Unutulmaz ressam ve ozanımız Bedri Rahmi Eyuboğlu yıllar önce "Aydın mı, kaç mumluk?" diye sormuştu. Günün birinde ülkesinin bunca mumsuz aydın yetiştireceğini nereden bilecekti?
Bizim bildiğimiz kadarıyla, gerçek aydınlar önem verdikleri bir toplumsal sorunun çözülmesi için kapalı kapılar ardında başbakanlarla görüşmeye kalkmaz, yazılarıyla, bildirileriyle, eylemleriyle açık açık verirlerdi savaşımlarını. Emile Zola Alfred Dreyfus'un uğradığı büyük haksızlığa son verilmesi için cumhurbaşkanı Felix Faure'la görüşme yollarını aramamış, kendisi de hapsi boylamayı göze alarak Suçluyorum'u yayımlamıştı. Aynı konuda "Aydınlar Bildirisi"ne imza koyan ünlü sanatçı ve düşünürler de öyle.
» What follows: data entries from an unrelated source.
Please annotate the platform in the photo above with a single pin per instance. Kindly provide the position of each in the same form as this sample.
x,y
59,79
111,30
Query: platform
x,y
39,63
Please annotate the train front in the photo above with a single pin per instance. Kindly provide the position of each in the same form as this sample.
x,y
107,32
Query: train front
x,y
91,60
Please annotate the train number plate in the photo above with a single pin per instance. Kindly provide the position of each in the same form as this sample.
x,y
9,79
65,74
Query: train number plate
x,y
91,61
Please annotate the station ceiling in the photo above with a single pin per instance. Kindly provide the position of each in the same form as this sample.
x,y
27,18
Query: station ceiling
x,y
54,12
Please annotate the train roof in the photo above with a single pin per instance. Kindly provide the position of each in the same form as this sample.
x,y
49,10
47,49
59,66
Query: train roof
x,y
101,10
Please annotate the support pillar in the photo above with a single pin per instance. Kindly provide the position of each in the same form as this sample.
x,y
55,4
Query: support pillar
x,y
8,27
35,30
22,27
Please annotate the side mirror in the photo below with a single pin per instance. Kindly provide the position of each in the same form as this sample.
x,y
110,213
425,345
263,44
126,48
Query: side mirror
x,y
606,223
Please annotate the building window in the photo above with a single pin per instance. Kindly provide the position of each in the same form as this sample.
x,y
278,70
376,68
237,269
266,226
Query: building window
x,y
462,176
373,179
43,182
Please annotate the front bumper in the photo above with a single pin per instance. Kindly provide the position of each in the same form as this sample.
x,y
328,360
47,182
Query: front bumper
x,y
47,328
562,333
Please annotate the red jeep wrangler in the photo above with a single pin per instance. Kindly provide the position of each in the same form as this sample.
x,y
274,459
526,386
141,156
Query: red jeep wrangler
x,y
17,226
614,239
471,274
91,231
Alt kimlik, üst kimlik, ön kimlik, arka kimlik, iç kimlik, dış kimlik kargaşası içinde ipin ucunu öylesine kaçırdık ki bir kimliksizlik yönelimidir başladı çoğu yurttaşımızda, temel kimliklerini üstlenmekten kaçınır oldular: "Türküm!" diyemiyorlar.